Not all those who came to Rajpath and Ramlila Maidan were apolitical. But why should they have been? The right to protest is inherently political. Why shouldn’t the opposition join the protests, whether overtly or covertly? Didn’t the Congress party do it during the anti-reservation stir in 1990? V.P. Singh did not speak to the students who were immolating themselves all over the country. His smugness that the stir would peter out was compounded by reports provided to him that Congress party was covertly backing the protestors. When he did at last come on Doordarshan to address the nation, he had lost the battle of perceptions. And the middle class messiah had lost the middle class. Years later when he was battling blood cancer, I asked him if he regretted what happened then. He looked straight into the camera, tears in his eyes and said, “Yes”. But it was too late.

Omar Abdullah, Chief Minister J&K tweeted: “I made the mistake of not being seen or heard in the summer of 2010 when trouble first started. I wish my mistake had been learnt from.”

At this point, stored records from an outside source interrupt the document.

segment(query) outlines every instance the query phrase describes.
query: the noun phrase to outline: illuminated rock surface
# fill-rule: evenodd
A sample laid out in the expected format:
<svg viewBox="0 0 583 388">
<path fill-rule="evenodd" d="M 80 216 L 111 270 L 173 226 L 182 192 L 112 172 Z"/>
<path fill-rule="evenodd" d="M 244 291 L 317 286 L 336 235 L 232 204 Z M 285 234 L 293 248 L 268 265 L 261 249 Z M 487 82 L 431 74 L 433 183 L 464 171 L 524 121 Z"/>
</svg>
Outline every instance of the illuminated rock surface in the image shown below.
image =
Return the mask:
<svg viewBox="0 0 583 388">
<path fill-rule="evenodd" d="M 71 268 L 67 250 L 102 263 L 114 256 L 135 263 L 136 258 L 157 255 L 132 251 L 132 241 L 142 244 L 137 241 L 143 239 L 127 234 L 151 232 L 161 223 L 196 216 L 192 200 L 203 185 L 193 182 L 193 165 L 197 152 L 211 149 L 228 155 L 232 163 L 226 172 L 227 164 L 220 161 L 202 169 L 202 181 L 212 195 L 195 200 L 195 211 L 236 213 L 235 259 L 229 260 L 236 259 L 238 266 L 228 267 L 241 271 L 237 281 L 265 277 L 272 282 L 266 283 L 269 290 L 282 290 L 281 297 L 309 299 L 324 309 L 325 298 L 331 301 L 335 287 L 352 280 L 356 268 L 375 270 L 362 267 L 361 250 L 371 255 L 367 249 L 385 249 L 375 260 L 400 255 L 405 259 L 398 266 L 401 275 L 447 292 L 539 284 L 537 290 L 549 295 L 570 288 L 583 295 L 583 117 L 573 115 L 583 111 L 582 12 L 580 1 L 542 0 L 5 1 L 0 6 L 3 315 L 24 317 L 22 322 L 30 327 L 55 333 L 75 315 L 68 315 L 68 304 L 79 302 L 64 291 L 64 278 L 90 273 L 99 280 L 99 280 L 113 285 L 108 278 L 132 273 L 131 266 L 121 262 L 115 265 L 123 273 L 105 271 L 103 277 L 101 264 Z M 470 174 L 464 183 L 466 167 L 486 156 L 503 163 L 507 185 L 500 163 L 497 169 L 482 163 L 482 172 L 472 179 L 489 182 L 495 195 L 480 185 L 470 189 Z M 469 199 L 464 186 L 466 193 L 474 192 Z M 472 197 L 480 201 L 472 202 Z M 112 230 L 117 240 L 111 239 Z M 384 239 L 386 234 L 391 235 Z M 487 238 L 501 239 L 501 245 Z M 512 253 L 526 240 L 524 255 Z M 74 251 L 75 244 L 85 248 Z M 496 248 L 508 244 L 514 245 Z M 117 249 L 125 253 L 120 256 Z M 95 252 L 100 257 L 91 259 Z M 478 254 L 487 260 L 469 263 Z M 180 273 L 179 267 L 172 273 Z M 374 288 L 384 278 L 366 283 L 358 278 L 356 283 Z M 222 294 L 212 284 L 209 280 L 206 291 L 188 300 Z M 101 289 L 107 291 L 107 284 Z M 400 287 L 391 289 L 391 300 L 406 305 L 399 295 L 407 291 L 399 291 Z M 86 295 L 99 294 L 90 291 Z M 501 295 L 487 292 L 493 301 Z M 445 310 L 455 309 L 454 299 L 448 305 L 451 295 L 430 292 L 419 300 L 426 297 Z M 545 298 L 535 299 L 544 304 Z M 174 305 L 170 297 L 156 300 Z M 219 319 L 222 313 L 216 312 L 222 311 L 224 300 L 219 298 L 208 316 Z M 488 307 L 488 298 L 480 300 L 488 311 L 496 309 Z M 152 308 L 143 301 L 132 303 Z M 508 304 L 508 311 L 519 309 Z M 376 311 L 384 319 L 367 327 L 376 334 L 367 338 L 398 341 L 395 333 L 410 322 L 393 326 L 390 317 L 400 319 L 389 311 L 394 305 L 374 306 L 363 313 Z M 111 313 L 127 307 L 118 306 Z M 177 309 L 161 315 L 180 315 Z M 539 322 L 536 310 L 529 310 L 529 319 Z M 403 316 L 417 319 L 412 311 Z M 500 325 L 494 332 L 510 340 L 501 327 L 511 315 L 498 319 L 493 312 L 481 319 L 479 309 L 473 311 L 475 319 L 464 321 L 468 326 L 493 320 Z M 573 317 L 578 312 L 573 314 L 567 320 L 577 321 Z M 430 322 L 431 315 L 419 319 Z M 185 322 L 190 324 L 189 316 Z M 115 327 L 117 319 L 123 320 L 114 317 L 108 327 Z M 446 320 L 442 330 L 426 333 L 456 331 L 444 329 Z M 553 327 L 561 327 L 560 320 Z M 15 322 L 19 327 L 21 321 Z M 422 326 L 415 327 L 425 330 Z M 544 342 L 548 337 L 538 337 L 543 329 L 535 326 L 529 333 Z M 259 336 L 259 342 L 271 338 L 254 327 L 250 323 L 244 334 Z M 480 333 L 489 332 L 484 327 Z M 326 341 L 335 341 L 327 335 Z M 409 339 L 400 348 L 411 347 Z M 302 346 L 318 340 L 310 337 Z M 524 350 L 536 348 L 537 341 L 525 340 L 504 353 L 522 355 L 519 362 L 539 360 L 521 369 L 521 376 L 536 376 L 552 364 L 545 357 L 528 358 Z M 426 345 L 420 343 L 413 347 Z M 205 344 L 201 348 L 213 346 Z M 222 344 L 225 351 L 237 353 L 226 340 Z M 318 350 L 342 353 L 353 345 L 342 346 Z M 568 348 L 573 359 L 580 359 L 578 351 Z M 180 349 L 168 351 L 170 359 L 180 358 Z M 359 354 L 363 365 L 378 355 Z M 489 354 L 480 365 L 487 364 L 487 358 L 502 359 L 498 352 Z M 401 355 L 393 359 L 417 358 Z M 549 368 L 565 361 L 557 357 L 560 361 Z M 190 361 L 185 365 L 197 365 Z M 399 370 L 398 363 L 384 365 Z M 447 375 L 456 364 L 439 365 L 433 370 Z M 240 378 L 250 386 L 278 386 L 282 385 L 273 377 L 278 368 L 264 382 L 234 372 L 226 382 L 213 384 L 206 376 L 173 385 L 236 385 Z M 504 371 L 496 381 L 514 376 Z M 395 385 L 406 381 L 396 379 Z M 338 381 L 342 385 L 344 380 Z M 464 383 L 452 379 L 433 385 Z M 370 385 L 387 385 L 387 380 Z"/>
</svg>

On Saturday too, nobody met with the protestors till the rage had boiled over. There were many fuelling that rage and the combustion took place on Sunday. The government had the option of ignoring dissenting voices dismissing them as being motivated (as if that is a cuss word) or listen to them and take wise decisions. A smart government does the latter. The other possibility was whether someone deliberately allowed this demonstration to become violent so as to lose the fickle support of the media, both traditional and social media and the public.

In two days, sympathizers of the rape victim, an ordinary crowd, turned into a lynch mob attacking policemen and destroying public property. There was sabotage, genuine emotion was twisted to an ugly end. Repulsive politics yet again.